Wie alle Burgen im Grenzland zwischen Österreich und Ungarn hatte auch Kobersdorf ein äußerst wechselvolles Schicksal. Am Abschluss des Stoobertales befand sich bereits im ersten Jahrtausend eine hölzerne Flucht- und Schutzburg für die umliegende Bevölkerung. Um 800 wurde sie in den karolingischen Festungsgürtel gegen die Awaren einbezogen. Ob es sich bei dem 860 vom Kaiser Ludwig dem Deutschen dem Erzbistum Salzburg geschenkten „Kundpoldesdorf“ um Kobersdorf gehandelt hat, ist umstritten. Eine gesicherte urkundliche Erwähnung als Burg liegt jedenfalls erst 1222 vor, als sie König Andreas II dem Grafen Pousa schenkte. Der ungarische König Bela IV übergab die Herrschaft 1254 seinem Mundschenk Conrad. Da sich dieser jedoch auf die Seite König Ottokars II schlug, wurde sie ihm aber bald wieder konfisziert. Als Dank für ihre erfolgreiche Verteidigung der Burg Kobold, wie Kobersdorf damals genannt wurde, gegen den böhmischen König belohnte König Ladislaus IV 1278 Jakob und Ladislaus von Zerky. Zwei Jahre später schenkte er die Herrschaft den Grafen Stephan und Peter Czak. 1289 eroberte Herzog Albrecht I von Österreich die Burg, deren Inhaber mit den Güssinger Grafen verbündet gewesen waren. Sie wurde jedoch nicht zerstört, sondern Berchtold von Emmerberg zur Pflege übergeben. Auf Grund des Friedensvertrages von Hainburg musste sie aber bereits 1291 an Ungarn zurückgestellt werden. König Andreas III schenkte sie 1298 dem Grafen Lamberg (Lampelberg) als Dank für dessen Dienste bei den Friedensverhandlungen. Noch vor 1319 wurde Kobersdorf an Graf Simon II von Mattersburg-Forchtenstein verkauft. 1445 erwarb Herzog Albrecht VI von Österreich die Herrschaft. Er verkaufte sie 1451 an seinen Bruder Kaiser Friedrich III.

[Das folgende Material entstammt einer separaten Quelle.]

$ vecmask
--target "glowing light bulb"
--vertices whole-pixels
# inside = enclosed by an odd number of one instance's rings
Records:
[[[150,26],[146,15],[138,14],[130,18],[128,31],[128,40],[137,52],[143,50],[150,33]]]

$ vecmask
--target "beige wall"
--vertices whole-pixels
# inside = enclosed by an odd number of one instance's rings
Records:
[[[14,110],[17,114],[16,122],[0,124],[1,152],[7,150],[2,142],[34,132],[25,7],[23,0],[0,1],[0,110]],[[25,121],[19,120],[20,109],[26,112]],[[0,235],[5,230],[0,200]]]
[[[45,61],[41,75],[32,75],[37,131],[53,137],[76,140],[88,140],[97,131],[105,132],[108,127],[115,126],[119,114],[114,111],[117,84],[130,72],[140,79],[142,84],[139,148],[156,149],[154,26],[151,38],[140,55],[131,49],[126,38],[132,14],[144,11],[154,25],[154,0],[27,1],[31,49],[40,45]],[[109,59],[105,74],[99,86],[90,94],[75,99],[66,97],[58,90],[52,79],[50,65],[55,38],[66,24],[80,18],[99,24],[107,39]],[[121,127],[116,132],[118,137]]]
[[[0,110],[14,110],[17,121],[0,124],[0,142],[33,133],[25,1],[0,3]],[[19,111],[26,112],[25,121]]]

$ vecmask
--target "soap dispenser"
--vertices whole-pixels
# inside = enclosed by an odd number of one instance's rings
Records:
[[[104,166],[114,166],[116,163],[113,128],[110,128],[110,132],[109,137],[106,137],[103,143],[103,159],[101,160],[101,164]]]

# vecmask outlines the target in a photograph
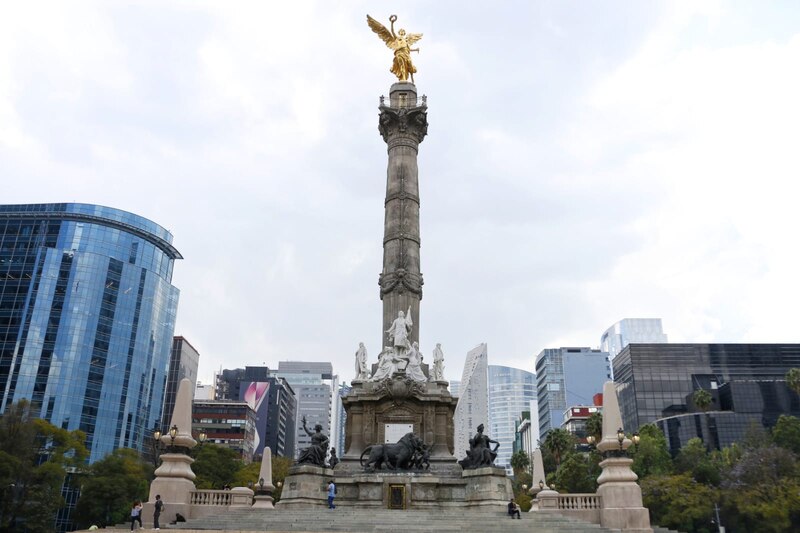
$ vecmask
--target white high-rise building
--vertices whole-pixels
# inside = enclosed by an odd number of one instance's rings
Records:
[[[623,318],[600,337],[600,350],[608,353],[609,367],[614,357],[628,344],[663,344],[667,335],[660,318]]]
[[[453,442],[457,459],[466,456],[470,436],[475,434],[479,424],[483,424],[486,433],[489,433],[488,360],[486,343],[479,344],[467,352],[453,419]]]
[[[514,474],[511,455],[514,452],[516,424],[523,411],[536,401],[536,374],[519,368],[489,365],[489,424],[486,432],[500,443],[494,464]]]

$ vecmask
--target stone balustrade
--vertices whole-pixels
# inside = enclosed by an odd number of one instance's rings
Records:
[[[231,504],[231,491],[229,490],[193,490],[189,496],[192,505],[223,505]]]
[[[558,508],[562,510],[601,509],[603,500],[597,494],[559,494]]]

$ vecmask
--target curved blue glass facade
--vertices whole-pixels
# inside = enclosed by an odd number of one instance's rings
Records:
[[[161,416],[180,258],[167,230],[132,213],[0,206],[0,411],[29,400],[86,432],[90,461],[141,450]]]

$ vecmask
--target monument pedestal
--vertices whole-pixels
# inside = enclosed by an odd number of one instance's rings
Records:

Zwischen 1452 und 1466 gelang es Sigmund von Weisspriach sich in den Besitz der Burg zu setzen. Er war zuerst ihr Pfleger und dann ihr Pächter, bis sie ihm von König Matthias Corvinus – dem sie übrigens nicht gehörte – als Dank für seinen Abfall vom Kaiser überlassen wurde. Als Weisspriach wieder zu Friedrich III überwechselte, schenkte König Matthias die Burg den Grafen Sigmund und Johann von Szentgyorgy und Buzin. 1493 war Kobersdorf wieder in den Händen des Kaisers Maximilians I, der sie Sigismund von Prüschenk übergab. Dieser reichte sie wieder an die Familie Weisspriach weiter. Gräfin Gertraud von Weisspriach war zu Beginn des 16. Jahrhunderts in mehrere Fehden und Ausschreitungen gegen die Stadt Ödenburg verwickelt. 1519 wurde sie sogar einige Zeit gefangen gehalten. Ihr Sohn Hans von Weisspriach ließ um 1529 die Burg großzügig zum Schloss umbauen und wegen der ständigen Türkengefahr stark befestigen. Er war Obergespan von Ödenburg und kaiserlicher Obrist. Zu seinen Besitzungen gehörten auch die Herrschaften Forchtenstein, Güns, Landsee und Eisenstadt. Nach dem Aussterben der Weisspriach kam Kobersdorf 1563 an die Familie Csoron von Devecser, doch erlosch auch dieses Geschlecht 1585. Es kam zu einer Güterteilung zwischen den beiden Töchtern. Anna bewohnte den nördlichen und Margaretha den südlichen Teil des Schlosses. 1610 erfolgte eine weitere Erbteilung. Graf Ladislaus Listhius (Listhy), einer der Erben, betätigte sich in Kobersdorf, Pressburg und Ödenburg als Falschmünzer und wurde schließlich in Wien hingerichtet. Nach einer weiteren Zersplitterung gelang es 1648 Johann I Kéry de Ipolyker große Teile der Herrschaft zurückzukaufen. Er baute das Schloss weiter aus und ist für die Arkadengänge, die Hoffront des Osttraktes sowie für den Festssaal verantwortlich. Die Hälfte der Herrschaft gehörte aber zuerst Graf Johann Lippay und dann Paul Esterhazy.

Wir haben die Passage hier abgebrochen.